Railroads already have started storing coal and large consumers soon will follow suit in anticipation of a general coal miners' strike in April, according to C. V. Beck, manager of the St. Louis office of the Lumaghi Coal Company, which operates two mines in Collinsville, III. The strike is almost certain, Beck told a Globe Democrat reporter in St. Louis Monday, and preparations will be made through storage to tide the railroads and large companies over the period in which there will be no production.
Industrial production in the United States is at a record high level, it has been reported by the federal reserve board. The volume of activity has been higher every month this year than in either 1924 or 1925. Statistics show consumers are maintaining a demand for the record production. with the purchasing power of industrial workers and farmers alike being continuously higher than last year.
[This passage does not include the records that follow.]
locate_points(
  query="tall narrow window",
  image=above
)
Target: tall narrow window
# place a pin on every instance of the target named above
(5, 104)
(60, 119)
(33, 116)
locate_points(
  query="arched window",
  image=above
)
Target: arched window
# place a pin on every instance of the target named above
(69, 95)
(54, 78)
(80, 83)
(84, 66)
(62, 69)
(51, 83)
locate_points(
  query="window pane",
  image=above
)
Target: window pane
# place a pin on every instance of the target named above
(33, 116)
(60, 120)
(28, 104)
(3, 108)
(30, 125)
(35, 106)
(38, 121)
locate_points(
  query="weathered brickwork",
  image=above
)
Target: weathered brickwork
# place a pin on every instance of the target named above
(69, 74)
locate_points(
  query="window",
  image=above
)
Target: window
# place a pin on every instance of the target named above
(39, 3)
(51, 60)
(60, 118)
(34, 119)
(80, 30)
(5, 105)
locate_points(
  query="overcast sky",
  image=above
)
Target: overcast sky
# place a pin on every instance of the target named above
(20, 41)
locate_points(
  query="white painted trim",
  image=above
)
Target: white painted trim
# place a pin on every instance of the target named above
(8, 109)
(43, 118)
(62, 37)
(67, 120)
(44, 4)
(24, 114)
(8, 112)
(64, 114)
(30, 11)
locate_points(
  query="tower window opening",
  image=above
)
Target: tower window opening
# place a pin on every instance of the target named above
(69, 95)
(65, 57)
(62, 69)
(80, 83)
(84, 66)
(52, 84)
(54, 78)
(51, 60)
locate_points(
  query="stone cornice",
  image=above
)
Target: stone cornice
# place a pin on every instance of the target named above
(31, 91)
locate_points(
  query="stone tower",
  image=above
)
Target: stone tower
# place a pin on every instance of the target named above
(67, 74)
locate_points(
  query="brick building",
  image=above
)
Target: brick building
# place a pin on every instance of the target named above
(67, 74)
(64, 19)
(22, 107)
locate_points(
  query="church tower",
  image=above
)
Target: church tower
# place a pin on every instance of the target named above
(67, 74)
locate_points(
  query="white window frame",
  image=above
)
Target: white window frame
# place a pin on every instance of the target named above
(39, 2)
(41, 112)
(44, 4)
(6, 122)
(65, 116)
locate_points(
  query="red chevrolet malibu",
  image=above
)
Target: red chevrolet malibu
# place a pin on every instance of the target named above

The Frisco railroad system has moved 912,000 bushels of apples from the Ozarks so far this season. officials say. The average price this year is $1 a bushel. Fruit growers in the Ozarks will receive 2 million dollars for the 1926 crop, it is said.
It may have no significance to mere man but three beauty prize winners of the current season have unbobbed locks. They are Ivy Ellison of Great Britain, Natalie Barrache of Russia, and our own "Miss Tulsa," Norma Smallwood.
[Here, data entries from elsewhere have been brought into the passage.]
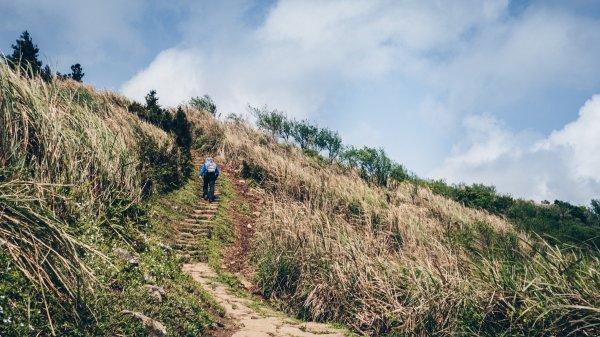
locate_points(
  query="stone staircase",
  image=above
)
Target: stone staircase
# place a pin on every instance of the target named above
(192, 234)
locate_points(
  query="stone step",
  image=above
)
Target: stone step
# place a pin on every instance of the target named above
(196, 243)
(193, 258)
(197, 224)
(203, 215)
(198, 219)
(192, 233)
(192, 252)
(196, 232)
(189, 246)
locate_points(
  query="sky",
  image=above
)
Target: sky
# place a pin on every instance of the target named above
(505, 93)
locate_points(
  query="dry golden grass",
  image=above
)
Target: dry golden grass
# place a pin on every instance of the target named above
(402, 260)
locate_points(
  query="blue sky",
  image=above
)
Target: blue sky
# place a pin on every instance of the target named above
(500, 92)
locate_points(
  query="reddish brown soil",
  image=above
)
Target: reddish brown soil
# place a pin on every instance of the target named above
(243, 211)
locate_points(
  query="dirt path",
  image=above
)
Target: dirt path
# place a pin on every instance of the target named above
(244, 316)
(253, 321)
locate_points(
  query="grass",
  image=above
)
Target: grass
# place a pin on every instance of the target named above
(402, 261)
(72, 182)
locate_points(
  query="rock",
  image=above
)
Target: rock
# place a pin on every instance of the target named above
(124, 255)
(155, 291)
(155, 328)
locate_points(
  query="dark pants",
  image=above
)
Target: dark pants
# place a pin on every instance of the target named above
(208, 190)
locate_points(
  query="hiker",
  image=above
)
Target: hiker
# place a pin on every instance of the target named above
(210, 173)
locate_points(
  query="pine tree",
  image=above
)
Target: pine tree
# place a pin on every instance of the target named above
(25, 55)
(155, 112)
(77, 72)
(181, 128)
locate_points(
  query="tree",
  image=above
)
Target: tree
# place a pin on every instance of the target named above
(25, 55)
(181, 128)
(269, 120)
(305, 134)
(46, 73)
(154, 111)
(76, 72)
(204, 103)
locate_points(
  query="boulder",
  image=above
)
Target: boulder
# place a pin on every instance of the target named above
(124, 255)
(155, 328)
(155, 291)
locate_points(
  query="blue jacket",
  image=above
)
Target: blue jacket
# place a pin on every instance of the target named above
(203, 171)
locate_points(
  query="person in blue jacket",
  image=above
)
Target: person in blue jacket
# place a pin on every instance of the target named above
(210, 173)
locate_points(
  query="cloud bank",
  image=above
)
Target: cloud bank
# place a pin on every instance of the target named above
(469, 91)
(562, 166)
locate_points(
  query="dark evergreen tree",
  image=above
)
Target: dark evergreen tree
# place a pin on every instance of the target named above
(181, 128)
(77, 72)
(154, 111)
(46, 73)
(25, 55)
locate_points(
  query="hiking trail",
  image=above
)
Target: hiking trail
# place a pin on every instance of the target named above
(244, 316)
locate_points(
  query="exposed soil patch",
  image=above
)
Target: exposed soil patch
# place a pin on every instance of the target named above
(244, 212)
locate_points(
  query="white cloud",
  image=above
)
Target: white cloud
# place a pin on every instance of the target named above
(306, 49)
(458, 58)
(563, 165)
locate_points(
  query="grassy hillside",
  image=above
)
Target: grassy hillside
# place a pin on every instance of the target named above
(78, 244)
(87, 186)
(402, 261)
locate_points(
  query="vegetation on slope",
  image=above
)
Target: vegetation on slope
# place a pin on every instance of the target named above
(403, 260)
(77, 243)
(559, 223)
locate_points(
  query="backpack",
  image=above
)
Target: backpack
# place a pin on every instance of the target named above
(211, 167)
"Uncle Joe" Cannon always was an ardent believer in preparedness, and consequently he completed his tomb before his death. He designed the granite shaft in Springhill cemetery at Danville, where he was buried last Tuesday, and it was erected in exact accordance with his ideas of simplicity, massiveness and good taste. The granite die weighs twenty-five tons and stands fifteen feet high. With the vault base, also of granite, the monument weighs fifty-six tons.
Gov. Sam A. Baker has appointed Alroy S. Phillips of St. Louis, chairman of the new state compensation commission which will supervise operation of the workman's compensation act approved by voters at the recent election. The other members of the commission are Everet Richardson of Granby, a republican, to represent the employers, and Orin Shaw of Jefferson City, a democrat, to represent the employes. Larry Brunk, state
Auerswald of DeSoto, was appointed medical director.
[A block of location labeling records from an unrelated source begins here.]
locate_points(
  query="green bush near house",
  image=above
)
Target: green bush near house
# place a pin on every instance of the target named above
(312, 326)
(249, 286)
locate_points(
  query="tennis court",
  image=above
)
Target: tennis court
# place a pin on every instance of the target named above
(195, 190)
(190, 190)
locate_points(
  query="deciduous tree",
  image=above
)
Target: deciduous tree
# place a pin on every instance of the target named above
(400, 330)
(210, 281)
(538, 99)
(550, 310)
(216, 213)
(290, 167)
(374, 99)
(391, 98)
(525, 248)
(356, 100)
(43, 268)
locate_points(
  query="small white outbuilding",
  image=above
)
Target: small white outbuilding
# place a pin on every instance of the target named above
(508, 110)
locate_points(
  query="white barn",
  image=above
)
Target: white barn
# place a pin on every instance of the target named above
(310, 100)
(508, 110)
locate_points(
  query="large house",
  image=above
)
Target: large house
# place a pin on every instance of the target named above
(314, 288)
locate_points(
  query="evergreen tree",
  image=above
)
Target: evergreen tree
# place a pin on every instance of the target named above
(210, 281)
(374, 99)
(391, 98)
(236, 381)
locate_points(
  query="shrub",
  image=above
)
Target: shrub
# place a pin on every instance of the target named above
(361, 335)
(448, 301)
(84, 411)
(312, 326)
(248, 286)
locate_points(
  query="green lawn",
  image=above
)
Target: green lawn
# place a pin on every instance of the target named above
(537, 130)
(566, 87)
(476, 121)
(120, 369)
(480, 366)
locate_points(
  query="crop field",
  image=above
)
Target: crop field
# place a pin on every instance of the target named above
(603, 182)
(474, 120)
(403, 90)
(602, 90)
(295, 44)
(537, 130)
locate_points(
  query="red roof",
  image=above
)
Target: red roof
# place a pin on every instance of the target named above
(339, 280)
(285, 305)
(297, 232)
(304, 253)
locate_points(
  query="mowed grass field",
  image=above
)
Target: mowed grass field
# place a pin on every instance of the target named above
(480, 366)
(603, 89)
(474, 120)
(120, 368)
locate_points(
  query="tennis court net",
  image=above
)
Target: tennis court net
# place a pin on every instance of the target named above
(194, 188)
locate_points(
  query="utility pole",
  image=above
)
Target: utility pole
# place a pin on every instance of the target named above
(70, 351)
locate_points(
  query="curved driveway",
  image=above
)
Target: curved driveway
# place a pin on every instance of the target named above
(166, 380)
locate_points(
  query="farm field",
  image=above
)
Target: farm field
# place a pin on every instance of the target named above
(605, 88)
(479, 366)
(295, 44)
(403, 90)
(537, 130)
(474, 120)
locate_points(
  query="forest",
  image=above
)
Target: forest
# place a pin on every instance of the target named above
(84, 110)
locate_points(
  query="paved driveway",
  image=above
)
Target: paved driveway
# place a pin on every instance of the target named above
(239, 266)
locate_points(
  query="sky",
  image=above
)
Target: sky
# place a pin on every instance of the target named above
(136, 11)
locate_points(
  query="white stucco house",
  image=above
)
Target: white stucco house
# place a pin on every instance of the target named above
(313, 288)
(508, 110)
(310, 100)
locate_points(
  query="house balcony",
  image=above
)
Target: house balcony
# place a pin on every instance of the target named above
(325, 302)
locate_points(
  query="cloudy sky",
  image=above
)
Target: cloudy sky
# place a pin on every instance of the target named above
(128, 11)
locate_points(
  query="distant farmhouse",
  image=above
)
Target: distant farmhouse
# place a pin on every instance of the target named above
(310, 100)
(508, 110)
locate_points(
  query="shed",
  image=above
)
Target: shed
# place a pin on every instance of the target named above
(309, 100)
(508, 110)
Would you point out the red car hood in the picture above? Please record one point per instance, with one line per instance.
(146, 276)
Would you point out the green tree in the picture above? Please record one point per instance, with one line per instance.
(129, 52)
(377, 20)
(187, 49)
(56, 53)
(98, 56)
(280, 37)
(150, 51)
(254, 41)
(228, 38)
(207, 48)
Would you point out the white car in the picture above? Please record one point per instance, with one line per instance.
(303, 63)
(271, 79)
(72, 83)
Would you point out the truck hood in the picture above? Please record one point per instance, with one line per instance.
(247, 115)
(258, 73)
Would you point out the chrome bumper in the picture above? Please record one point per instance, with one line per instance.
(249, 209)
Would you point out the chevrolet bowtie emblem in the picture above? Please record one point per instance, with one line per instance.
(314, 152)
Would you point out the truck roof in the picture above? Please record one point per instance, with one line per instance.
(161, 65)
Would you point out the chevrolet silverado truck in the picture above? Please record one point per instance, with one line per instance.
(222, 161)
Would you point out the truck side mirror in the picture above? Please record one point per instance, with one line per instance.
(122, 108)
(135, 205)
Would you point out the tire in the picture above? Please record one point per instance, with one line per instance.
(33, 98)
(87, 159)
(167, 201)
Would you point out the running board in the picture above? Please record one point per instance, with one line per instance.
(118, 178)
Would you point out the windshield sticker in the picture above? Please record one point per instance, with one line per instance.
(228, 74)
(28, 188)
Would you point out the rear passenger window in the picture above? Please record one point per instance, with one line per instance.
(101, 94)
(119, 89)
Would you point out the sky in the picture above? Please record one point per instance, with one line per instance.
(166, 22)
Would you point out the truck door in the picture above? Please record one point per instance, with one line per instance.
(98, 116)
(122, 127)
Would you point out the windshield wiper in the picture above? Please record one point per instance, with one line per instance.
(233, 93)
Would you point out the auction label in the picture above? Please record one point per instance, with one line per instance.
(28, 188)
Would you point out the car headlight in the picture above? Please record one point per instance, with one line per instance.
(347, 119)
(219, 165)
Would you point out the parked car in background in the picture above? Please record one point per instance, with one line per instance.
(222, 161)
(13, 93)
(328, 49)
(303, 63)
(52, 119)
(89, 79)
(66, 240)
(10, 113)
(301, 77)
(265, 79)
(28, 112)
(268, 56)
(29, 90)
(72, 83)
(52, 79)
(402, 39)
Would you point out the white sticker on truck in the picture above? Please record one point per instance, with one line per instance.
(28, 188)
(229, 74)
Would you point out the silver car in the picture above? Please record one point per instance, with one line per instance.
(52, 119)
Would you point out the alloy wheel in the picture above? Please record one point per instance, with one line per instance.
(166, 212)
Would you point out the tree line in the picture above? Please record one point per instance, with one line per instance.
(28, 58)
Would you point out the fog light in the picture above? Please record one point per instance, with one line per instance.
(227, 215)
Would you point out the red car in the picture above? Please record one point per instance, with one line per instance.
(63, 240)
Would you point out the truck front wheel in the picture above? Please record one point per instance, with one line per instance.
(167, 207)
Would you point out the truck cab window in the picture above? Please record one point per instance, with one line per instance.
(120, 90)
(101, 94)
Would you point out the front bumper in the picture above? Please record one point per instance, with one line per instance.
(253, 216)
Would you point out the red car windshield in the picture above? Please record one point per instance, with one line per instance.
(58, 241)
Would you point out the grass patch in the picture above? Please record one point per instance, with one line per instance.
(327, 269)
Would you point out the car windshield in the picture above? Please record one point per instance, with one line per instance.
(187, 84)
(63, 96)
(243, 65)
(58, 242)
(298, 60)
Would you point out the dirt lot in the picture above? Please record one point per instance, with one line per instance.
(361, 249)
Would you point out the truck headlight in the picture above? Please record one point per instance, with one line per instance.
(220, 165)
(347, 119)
The Farmers and Merchants Bank of Hunnewell, Shelby county, with resources of $101,654, closed its doors Tuesday. A. L. Vaughn was president. The bank had loans of $81,720. deposits of $77,733 and a capital of $10,000, according to its last official statement.
Field marshals of the Anti-Saloon league look for a concerted effort by modificationist forces to nominate a wet candidate for the presidency in 1928 and already are discussing plans "to meet that challenge effectively. Meeting Tuesday at Washington to canvass the alignment of forces in the next congress, the executive committee of the league considered measures to cope with the "movement to nominate wet candidates for the presidency and to insert wet planks in the national party platforms," and approved three general projects designed to reinforce the dry front throughout the nation.
A proposition to bond Marion county in the sum of $300,000 to im prove and build county roads will be voted on at a special election in the county November 23. Members of the county court estimate the heavy rains this fall damaged the county road to the sum of$65,000. It is pointed out that by voting the bond issue virtually every county road can be made an all weather road. Marion county has approximately 800 miles of gravel and maintained roads. Palmyra is the county seat of Marion.